5 Aprile 2022, di Redazione Wall Street Italia

Chiusura sui minimi di giornata oggi per Piazza Affari. Il Ftse Mib, reduce dalla seduta piatta della vigilia, segna un calo dello 0,80% a 24.960 punti. Focus sulle possibili nuove mosse dei paesi occidentali contro la Russia. La Commissione europea dovrebbe proporre alle nazioni dell’UE nuove sanzioni, incluso il divieto di importazione di carbone, gomma, prodotti chimici e altri prodotti dalla Russia per un valore fino a 9 miliardi di euro.

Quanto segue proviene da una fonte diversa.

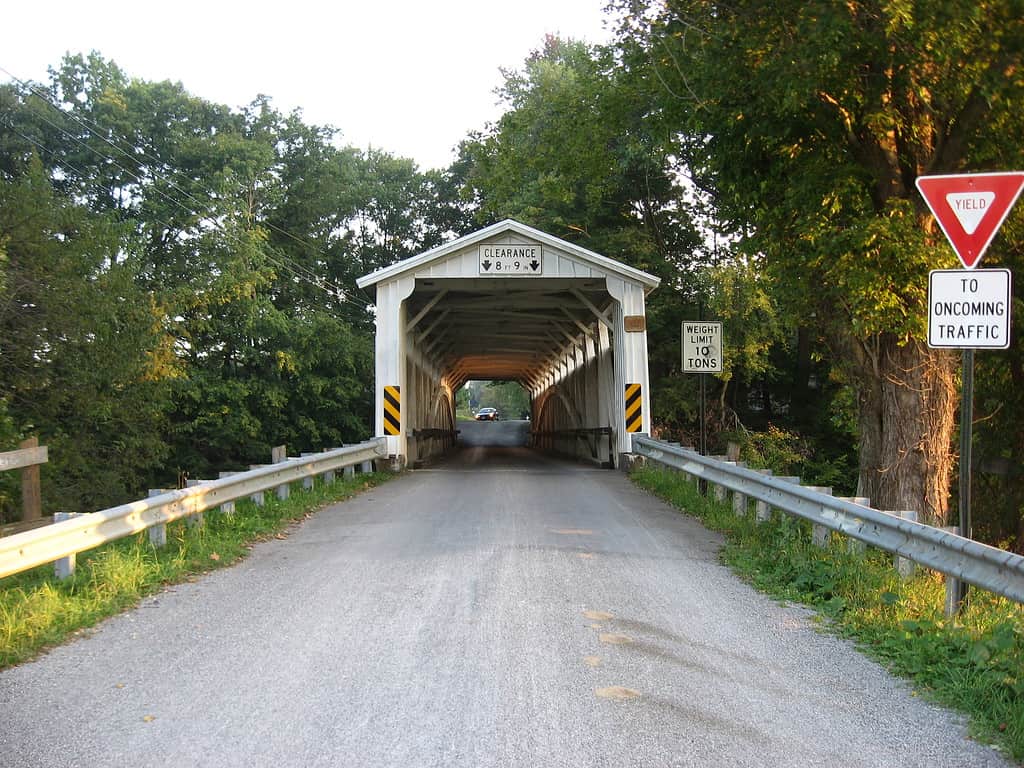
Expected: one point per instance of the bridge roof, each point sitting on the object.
(571, 261)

Tra le blue chip di Piazza Affari si sono distinto in positivo per utility con Enel (+2%) e Terna (+2,13%) in prima fila sul Ftsd Mib. Giù Pirelli (-1,54%) nonostante l’upgrade deciso da Citi che ha alzato il rating a buy. Peggio ha fatto Stm con un tonfo del 5%, così come Interpump.

Intonazione positiva per Moncler (+0,72%) che a mercati chiusi diffonderà i conti del primo trimestre. Equita si attende un fatturato di 568 mln di euro (+25% a/a) trainato dal retail. “La valenza segnaletica di questo trimestre è limitata dal fatto che solo poche settimane hanno risentito del conflitto in Ucraina e dei lockdown in Cina”, argomenta Equita che ha rating buy e tp a 70 euro sul titolo del gruppo del piumini.

Male oggi Stellantis (-3,68% a 14,34 euro) dopo che ieri la società di consulenza LMC Automotive ha tagliato le prospettive per le vendite di auto negli Stati Uniti a causa della carenza di scorte e ora si aspetta un calo del 3% delle vendite per quest’anno. Gli analisti di Banca Akros ricordano che il mercato nordamericano è il mercato più ricco e importante per il gruppo Stellantis in termini di ricavi e redditività e un qualsiasi indebolimento di questo mercato può avere effetti negativi per Stellantis.

Infine, vendite su TIM (-0,89% a 0,313 euro) con le ultime voci che vedono allontanarsi la possibilità che KKR prosegua con il lancio formale di un’OPA. KKR avrebbe segnalato le mutate condizioni di mercato rispetto alla proposta indicativa formulata a novembre e avrebbe ribadito l`esigenza di una due diligence precedente a qualsiasi offerta vincolante, senza indicare nessuna valorizzazione preliminare per il gruppo.